The world’s leading publication for data science, AI, and ML professionals.

Feedback Transformers from Facebook AI

Addressing Some limitations of Transformers with Feedback Memory

Photo by Paul Cuoco on Unsplash
Photo by Paul Cuoco on Unsplash

In the era of natural language processing, the enhancements in Transformer architecture has been the heart of the revolution with breakthroughs occurring at an unprecedented pace. This article demonstrates the notion of feedback transformers, which overcomes the drawbacks of traditional transformer architecture as well as recurrent Neural Networks, enabling shallower models with faster decoding speed, less memory as well as computations needed and above all, can make use of all the computed information from all previous layers unlike the decoding only transformers which sacrifices much information in order to train in parallel.


Let’s Revise the Transformer Architecture before getting into the weeds of feedback memory!

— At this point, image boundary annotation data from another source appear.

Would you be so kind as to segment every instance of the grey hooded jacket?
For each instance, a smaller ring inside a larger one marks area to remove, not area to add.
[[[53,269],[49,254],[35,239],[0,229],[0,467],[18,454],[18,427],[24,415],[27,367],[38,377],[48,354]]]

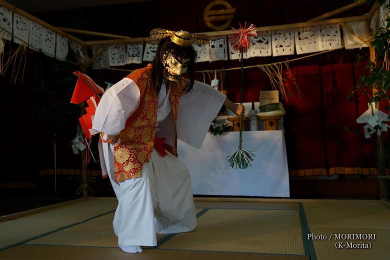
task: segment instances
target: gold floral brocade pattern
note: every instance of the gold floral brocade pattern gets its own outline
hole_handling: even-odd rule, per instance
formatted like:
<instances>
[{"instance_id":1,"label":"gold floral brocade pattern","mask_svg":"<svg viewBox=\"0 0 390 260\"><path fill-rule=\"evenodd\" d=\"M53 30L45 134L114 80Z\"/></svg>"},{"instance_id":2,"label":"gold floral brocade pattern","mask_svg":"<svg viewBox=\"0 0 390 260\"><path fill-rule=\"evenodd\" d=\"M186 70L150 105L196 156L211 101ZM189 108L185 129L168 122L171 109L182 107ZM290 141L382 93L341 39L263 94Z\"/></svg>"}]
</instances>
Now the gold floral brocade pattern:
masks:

Transformer architecture in natural language processing aims at solving sequence-to-sequence tasks while handling long-range dependencies with ease. This model completely relies on self-attention to compute representations of its input and output without using sequence-aligned RNNs or convolution.

Let’s have a glimpse of the architecture hereby, to delve deeper its recommended to visit the paper Attention Is All You Need!

Figure-1: Transformer Architecture Comprehensive View
Figure-1: Transformer Architecture Comprehensive View

Limitations of RNNs and Transformer Architecture

In case of RNN and Transformer architecture, not all the information computed is used although technically, one could make use of it but the sacrifice is made in order to train in parallel. However, the novel feedback Transformer architecture uncovers information from all previous representations to all future representations using shallow models with comparably stronger performance.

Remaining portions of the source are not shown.